Unity Dev Blog: Hidden Shortcuts to Make Level Design Easier
Taking control with keyboard short-cuts.
Unity has a plethora of preset keyboard shortcuts right out of the box. In addition, can customize these to suit your own preferences. But covering all of these would take a longer article to cover and an even longer time to memorize. So in this article, I will just cover a few that I have found indispensable when working with assets in the game view — especially in my current project of designing a sci-fi control room.
If you have ever tried to design a large level layout in Unity that contains a lot of smaller assets, you have probably thought you needed to scroll way in and slowly adjust the position and rotation of these objects by hand. While that might work, there are easier ways.
While not technically a keyboard short-cut, the first item on the list is the perspective icon in the upper right corner of the game view window.

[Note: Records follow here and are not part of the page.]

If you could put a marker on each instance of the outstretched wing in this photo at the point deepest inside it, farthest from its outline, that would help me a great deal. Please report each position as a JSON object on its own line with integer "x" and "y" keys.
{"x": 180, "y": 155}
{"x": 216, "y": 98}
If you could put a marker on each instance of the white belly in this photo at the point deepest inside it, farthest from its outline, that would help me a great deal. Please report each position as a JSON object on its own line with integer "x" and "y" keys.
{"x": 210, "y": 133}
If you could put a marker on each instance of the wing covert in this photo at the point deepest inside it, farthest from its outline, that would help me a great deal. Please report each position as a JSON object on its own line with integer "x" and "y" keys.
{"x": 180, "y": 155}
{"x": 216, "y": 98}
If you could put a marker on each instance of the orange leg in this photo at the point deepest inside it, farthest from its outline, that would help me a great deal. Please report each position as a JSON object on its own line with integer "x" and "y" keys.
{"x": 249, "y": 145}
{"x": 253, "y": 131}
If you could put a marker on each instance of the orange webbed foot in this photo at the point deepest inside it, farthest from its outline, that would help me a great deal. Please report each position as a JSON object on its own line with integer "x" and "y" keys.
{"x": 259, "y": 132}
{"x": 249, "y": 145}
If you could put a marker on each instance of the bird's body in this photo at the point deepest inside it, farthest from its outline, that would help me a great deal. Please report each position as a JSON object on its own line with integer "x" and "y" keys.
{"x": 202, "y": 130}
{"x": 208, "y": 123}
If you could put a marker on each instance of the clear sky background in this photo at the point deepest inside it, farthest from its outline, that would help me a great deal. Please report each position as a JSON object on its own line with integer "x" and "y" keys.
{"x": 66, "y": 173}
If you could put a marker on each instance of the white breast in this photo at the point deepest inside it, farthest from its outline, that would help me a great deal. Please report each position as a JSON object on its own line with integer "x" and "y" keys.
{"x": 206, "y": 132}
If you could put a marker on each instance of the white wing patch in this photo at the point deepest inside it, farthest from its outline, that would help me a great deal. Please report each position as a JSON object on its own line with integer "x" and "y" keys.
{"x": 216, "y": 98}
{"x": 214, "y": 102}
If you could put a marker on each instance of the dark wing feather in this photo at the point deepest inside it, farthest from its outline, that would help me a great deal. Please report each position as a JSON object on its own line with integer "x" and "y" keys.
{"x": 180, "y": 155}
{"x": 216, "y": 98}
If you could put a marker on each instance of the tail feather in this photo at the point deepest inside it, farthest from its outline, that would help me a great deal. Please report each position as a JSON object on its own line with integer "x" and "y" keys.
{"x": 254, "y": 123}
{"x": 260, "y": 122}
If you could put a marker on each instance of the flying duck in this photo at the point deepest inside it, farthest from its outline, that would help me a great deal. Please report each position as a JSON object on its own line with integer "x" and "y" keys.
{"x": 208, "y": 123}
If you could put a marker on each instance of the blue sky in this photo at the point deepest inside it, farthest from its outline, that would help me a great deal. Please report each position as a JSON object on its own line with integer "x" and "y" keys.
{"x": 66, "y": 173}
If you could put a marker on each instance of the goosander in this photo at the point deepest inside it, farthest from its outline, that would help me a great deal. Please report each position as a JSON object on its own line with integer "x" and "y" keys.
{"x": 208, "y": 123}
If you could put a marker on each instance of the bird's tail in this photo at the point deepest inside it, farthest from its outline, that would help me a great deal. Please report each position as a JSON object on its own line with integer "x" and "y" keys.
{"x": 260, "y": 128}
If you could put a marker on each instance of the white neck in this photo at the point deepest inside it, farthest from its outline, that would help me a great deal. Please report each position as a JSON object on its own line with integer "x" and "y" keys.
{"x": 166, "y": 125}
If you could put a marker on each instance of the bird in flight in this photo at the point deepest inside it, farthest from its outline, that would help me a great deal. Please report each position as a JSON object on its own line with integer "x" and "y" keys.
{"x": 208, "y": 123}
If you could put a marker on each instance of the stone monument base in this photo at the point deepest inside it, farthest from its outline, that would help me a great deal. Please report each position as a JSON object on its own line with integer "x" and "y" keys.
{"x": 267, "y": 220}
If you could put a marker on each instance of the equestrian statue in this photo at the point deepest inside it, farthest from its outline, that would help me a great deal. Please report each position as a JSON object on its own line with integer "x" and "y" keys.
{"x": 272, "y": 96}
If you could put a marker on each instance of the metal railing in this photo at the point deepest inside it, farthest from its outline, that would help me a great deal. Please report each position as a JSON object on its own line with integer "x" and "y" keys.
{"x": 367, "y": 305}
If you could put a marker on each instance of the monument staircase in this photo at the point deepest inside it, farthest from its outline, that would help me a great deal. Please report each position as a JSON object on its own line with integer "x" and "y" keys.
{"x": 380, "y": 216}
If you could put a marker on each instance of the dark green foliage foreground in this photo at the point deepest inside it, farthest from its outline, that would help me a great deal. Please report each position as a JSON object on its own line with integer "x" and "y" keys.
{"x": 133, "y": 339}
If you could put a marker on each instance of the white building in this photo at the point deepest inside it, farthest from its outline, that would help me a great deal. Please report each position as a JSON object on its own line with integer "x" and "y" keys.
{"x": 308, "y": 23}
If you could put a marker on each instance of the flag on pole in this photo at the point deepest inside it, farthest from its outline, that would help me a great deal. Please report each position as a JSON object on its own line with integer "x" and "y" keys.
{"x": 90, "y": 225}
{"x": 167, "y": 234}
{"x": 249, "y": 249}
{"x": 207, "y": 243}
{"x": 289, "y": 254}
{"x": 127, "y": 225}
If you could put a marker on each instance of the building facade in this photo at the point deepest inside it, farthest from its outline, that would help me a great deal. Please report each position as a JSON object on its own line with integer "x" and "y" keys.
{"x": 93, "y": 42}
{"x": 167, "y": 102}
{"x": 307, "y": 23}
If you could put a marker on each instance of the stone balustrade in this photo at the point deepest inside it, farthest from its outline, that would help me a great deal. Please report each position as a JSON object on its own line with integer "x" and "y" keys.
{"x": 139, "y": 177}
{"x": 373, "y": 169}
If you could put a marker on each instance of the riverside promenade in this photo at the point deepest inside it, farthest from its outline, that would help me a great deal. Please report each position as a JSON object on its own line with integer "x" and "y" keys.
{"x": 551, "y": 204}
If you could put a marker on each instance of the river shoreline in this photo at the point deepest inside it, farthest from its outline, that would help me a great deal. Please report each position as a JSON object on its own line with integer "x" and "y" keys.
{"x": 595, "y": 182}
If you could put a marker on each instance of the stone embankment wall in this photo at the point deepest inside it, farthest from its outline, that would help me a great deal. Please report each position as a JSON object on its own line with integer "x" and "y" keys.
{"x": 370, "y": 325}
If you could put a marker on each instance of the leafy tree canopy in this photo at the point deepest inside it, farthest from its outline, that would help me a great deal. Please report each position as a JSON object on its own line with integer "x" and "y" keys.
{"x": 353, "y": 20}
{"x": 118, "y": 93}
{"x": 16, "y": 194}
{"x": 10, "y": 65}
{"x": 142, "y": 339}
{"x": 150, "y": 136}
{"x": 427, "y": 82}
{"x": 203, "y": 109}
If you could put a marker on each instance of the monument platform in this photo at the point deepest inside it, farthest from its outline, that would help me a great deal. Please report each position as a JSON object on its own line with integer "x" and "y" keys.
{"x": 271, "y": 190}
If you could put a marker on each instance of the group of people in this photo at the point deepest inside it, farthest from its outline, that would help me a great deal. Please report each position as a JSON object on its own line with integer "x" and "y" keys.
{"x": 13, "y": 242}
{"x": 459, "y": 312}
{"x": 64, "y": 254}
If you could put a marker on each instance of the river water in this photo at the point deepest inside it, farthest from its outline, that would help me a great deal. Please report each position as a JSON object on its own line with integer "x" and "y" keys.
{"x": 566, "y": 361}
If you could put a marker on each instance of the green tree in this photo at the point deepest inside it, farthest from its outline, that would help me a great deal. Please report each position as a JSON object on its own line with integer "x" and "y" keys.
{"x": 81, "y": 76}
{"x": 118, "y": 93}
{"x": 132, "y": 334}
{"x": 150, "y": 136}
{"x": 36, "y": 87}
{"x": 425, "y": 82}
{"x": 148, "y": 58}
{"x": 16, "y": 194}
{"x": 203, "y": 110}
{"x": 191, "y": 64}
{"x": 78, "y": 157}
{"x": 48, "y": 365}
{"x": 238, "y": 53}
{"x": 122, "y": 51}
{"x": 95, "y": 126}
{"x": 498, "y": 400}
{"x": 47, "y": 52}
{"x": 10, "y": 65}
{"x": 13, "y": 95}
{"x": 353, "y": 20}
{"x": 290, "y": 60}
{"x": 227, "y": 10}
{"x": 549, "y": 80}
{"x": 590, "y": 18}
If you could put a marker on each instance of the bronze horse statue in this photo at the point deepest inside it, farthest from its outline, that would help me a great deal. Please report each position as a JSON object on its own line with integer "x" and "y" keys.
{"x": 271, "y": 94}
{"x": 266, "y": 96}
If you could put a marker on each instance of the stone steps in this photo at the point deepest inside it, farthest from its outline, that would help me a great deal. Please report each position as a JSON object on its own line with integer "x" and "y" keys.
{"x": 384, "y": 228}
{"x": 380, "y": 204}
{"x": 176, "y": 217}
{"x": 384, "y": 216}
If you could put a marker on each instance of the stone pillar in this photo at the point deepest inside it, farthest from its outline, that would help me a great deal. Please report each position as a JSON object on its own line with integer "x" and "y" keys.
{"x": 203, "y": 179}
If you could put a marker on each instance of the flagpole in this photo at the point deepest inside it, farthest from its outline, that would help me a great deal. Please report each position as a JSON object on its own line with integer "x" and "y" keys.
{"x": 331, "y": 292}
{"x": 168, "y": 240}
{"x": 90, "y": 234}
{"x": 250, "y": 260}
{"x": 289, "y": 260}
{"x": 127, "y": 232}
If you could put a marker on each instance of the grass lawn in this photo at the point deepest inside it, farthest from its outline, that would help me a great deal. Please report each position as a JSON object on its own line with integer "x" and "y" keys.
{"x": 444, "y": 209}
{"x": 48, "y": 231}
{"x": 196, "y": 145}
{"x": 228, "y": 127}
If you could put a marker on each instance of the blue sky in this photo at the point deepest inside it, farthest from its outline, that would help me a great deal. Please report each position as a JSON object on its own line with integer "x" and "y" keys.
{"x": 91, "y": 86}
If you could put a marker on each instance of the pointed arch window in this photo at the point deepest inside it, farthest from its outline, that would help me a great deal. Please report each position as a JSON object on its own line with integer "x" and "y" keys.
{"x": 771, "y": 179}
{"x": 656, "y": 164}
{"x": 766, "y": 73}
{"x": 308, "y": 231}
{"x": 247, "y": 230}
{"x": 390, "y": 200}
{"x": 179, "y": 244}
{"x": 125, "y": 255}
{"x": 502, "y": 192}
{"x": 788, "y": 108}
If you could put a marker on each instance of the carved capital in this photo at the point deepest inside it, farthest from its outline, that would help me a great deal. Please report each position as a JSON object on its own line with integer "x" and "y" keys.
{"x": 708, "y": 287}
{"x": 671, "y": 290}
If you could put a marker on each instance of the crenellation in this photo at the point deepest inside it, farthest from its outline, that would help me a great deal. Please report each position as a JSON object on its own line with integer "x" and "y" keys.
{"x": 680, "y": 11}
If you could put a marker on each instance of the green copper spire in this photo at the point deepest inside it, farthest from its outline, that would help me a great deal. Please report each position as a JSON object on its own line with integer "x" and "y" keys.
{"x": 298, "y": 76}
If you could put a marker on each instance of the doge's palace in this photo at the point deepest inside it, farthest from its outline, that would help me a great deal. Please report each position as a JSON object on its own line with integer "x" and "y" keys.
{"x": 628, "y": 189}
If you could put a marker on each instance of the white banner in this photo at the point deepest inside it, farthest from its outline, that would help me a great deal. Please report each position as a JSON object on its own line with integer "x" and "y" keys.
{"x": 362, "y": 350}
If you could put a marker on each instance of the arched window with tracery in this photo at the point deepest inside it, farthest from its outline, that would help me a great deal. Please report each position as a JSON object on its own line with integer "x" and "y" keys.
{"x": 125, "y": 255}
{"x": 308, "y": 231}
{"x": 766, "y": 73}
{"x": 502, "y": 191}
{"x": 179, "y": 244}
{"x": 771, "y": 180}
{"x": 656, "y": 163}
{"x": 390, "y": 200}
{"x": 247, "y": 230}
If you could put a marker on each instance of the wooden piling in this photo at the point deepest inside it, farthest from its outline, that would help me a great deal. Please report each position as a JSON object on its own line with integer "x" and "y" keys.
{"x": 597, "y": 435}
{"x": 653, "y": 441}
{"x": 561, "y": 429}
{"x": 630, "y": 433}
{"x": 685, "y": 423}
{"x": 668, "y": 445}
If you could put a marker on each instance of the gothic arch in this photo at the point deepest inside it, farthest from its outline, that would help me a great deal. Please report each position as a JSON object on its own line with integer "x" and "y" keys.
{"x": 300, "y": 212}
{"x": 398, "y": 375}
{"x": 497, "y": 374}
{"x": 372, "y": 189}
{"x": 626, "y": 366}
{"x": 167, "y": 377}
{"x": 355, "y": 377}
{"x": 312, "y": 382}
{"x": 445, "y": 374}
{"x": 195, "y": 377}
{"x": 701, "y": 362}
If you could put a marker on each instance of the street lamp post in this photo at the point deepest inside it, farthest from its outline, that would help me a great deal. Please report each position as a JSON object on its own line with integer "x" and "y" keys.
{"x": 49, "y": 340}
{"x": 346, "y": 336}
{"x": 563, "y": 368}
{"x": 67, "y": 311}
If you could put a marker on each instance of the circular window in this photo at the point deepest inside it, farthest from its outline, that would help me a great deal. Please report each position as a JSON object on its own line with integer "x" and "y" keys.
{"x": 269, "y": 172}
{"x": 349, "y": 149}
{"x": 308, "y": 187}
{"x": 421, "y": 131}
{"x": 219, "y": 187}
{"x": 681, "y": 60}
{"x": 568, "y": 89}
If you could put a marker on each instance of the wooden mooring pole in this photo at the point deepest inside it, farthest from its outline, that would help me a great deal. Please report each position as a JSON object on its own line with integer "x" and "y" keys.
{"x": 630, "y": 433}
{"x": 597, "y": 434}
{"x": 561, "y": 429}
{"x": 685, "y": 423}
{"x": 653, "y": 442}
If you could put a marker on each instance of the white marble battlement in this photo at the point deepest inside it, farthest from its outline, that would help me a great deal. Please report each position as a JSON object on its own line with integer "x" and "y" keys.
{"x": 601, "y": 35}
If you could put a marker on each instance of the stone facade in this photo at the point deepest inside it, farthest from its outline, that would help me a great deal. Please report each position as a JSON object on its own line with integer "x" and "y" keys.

This little guy allows you to view your scene from the different axises so that you can easily see how things are shaping up. You’ve more than likely used this in order to make sure things align when seen from the front, back, side, top, or bottom. And while that is awesome, there are some other helpful tips I will cover.
Imagine you are designing a level with pre-made assets and you would like to repeat a certain object multiple times. In this example I’ll use a floor asset. I want to build the floor out to shape out the room. I could drag in the floor prefab repeatedly and painstakingly place each one in position over and over.
Or, I could use a keyboard short cut to duplicate the asset within the hierarchy and scene view. To do this, make sure the object you want to duplicate is selected and press CTRL-D on Windows or CMD-D on a Mac. This will duplicate the asset and position in the same spot as the original. Need to duplicate 2 or 3 or more? Just CTRL-Click (or CMD-Click) on each to select them and then you can duplicate them all at once. Great! Now that you have dozens of newly duplicated assets all over the place, you can use keyboard shorts-cuts to help place these assets exactly where they need to be.
For moving assets, you can grab the red/blue/green arrow tips and drag it in the given direction. However, this moves the asset by tiny decimal amounts and can make it tough to correctly place. If you press CTRL (or CMD) while moving the asset, Unity will move it in 0.25 increments allowing you to be more precise.
Lastly, rotating object can be tough also. You can type in the exact angle in the transform section of the inspector for the object, but holding CTRL (or CMD) should allow you to rotate objects in 15 degree increments.
Those are two simple examples, and there are many more. There always seems to be an easier way to do things in Unity with each successive update.